Co-écrite par David Milch (Hill Street Blues, New York Police Blues, Deadwood) et Kem Nunn (auteur de romans noirs se déroulant dans le monde du surf - Tapping the source, Dogs of winter, Tijuana straits -, genre que l’on baptisa ensuite le “surf noir“), John from Cincinnati, objet et étrange et déroutant, connut un échec commercial et en partie critique : censée selon HBO combler le vide laissé par Les Soprano, elle ne parvint jamais à trouver sa cible et fut interrompue après dix épisodes.

John from Cincinnati, centrée sur une famille dysfonctionnelle, est avant tout une série sur l’Amérique en crise : la crise de la religion, notamment sous l’angle messianique et prophétique, la “crise” de l’après 11 septembre, mais également la crise de l’art, dans une oeuvre sans cesse traversée par la question de “la fin”, et à travers elle de la fin d’un âge d’or des séries et de la télévision.

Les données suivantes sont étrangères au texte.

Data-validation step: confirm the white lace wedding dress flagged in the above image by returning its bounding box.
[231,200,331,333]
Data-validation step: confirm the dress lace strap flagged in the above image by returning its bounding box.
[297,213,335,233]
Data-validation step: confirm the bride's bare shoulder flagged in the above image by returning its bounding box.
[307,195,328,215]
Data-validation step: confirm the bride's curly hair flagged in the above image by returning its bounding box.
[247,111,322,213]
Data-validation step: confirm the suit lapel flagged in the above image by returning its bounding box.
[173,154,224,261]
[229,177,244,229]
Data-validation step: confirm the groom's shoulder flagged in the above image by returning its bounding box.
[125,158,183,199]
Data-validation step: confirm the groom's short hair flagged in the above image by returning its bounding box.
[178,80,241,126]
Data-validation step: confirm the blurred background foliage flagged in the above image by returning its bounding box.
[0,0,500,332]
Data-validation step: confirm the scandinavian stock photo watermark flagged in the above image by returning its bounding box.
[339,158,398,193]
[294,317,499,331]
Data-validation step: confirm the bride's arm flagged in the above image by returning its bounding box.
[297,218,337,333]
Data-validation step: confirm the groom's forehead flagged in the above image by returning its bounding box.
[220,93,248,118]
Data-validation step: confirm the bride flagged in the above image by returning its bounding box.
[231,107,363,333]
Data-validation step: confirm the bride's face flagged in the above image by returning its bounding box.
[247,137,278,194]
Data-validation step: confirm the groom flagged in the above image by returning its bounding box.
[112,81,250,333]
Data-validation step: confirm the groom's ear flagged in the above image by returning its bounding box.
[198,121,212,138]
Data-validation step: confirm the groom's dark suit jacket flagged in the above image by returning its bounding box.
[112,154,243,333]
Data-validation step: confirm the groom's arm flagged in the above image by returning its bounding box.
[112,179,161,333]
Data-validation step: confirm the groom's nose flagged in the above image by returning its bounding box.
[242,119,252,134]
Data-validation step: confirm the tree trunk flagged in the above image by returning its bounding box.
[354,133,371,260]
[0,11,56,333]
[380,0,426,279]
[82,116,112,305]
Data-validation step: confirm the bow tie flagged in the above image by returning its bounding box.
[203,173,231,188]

Peuplée de personnages tout aussi “lynchiens” que “beckettiens”, dont le seul objectif semble être d’attendre dans un motel que quelque chose se passe, elle met également en scène toutes les grandes figures des séries américaines du dernier âge d’or : du policier à l’actrice porno, en passant par le nerd, le journaliste et le vétéran du Vietnam, tous semblent directement issus de ce paysage télévisuel des années 90 et 2000. Jusqu’à Luke Perry lui-même, incarnant ici un manager à la recherche de jeunes surfeurs, et qui fait preuve d’une grande autodérision en empruntant au personnage de Dylan dans Beverly Hills ses tics de jeu, sa voiture et certaines de ses répliques.

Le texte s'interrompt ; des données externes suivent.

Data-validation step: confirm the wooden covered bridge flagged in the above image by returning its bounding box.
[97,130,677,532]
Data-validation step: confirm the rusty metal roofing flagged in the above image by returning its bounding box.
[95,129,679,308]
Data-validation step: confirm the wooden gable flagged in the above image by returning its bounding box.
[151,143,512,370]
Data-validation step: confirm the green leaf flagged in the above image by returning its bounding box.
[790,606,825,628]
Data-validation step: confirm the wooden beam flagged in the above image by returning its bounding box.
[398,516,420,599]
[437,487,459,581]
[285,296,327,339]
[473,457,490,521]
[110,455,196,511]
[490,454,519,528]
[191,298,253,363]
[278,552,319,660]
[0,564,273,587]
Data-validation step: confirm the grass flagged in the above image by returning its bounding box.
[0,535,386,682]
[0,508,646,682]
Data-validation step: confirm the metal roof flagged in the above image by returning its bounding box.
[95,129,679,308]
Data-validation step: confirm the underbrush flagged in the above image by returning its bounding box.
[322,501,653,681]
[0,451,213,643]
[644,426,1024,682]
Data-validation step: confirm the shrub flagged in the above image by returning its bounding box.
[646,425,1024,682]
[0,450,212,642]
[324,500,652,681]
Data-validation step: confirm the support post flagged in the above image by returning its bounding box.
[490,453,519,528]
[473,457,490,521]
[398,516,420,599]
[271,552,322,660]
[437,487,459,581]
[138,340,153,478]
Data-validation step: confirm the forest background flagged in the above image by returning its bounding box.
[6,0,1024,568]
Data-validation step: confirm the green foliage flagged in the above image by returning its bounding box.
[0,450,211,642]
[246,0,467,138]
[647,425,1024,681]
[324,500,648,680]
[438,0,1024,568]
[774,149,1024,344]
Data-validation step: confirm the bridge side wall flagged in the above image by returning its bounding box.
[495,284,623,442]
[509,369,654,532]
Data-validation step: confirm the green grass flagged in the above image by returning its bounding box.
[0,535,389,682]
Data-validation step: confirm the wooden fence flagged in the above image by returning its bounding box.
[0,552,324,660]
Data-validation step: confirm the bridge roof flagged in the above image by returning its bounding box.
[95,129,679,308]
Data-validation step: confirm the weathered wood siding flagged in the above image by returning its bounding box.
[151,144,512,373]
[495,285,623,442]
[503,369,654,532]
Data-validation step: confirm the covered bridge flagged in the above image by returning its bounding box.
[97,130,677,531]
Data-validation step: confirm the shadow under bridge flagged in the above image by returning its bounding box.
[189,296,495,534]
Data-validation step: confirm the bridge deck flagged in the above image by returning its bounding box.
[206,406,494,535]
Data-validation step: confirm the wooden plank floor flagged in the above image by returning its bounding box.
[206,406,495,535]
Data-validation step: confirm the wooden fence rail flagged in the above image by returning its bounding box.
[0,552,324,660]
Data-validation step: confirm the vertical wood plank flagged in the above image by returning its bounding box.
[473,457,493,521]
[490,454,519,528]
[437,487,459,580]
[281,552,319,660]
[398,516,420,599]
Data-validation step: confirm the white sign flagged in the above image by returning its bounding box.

Lorsqu’au au milieu de ce décor à la Twin Peaks débarque John, il apparaît très vite comme une incarnation du Christ : un Christ contemporain, américain, sans Eglise et sans Dieu, une sorte de “personal Jesus” comme le chantait Depeche Mode en 1989. Selon Tristan Garcia, le personnage de John répond au besoin de l’Amérique contemporaine de discours prophétiques individualisés. Les initiales de John from Cincinnati, JC, indiquent à elles seules que la série construit à travers ce personnage un Christ qui n’est pas le Christ, et ne cesse de jouer sur cette ambiguïté, tout en se refusant à faire du personnage de John une simple parodie grotesque du Christ.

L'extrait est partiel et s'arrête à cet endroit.